Ein eingeschränkter Tragekomfort zählt nach wie vor zu den häufigsten Gründen für einen „Dropout“, also einem Ausstieg aus dem Kontaktlinsen tragen. Die Entwicklung neuartiger Materialien oder Oberflächenbehandlungen konzentriert sich darauf, die Verdunstung des Tränenfilms während des Tragens zu verhindern. Dies kann zum Beispiel durch die Abgabe von Lipiden durch die Kontaktlinsen oder deren Integration in die Kontaktlinsen erfolgen. Ferner gibt es Hinweise darauf, dass einige selektive Ablagerungen von Tränenfilmderivaten förderlich für den Komfort sein könnten. Intelligente Materialien oder Pflegesysteme könnten demnach in Zukunft vielleicht selektieren, welche Bestandteile des Tränenfilms auf der Kontaktlinse nützlich und welche weniger nützlich sind.
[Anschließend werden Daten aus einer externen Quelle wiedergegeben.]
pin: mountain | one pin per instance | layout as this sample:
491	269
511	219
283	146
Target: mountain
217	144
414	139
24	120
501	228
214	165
Zu den Kontaktlinsen-Materialeigenschaften, die in Betracht kommen und einen Einfluss auf den Kontaktlinsen-Komfort haben, zählen zum Beispiel der Wassergehalt, der Hydratationszustand, die Ionizität, die Sauerstoffdurchlässigkeit, der Modulus, das Benetzungsverhalten, die Oberflächenmodifikation und die Reibung. Da bisher nur für den Reibungskoeffizienten der Beweis einer Komfortsteigerung gebracht werden konnte, steht die Entwicklung von Materialien mit einem niedrigeren Reibungskoeffizienten im Mittelpunkt. Dies kann erreicht werden, indem man eine hochwasserhaltige Oberfläche schafft oder dem Material Benetzungssubstanzen wie Polyvinylpyrrolidon (PVP) oder Polyvinylalkohol (PVA) zugibt.

Kontaktlinsen-Träger tun sich mitunter schwer, richtig einzuschätzen, ob eine neue Generation von Kontaktlinsen auch wirklich komfortabler für sie ist.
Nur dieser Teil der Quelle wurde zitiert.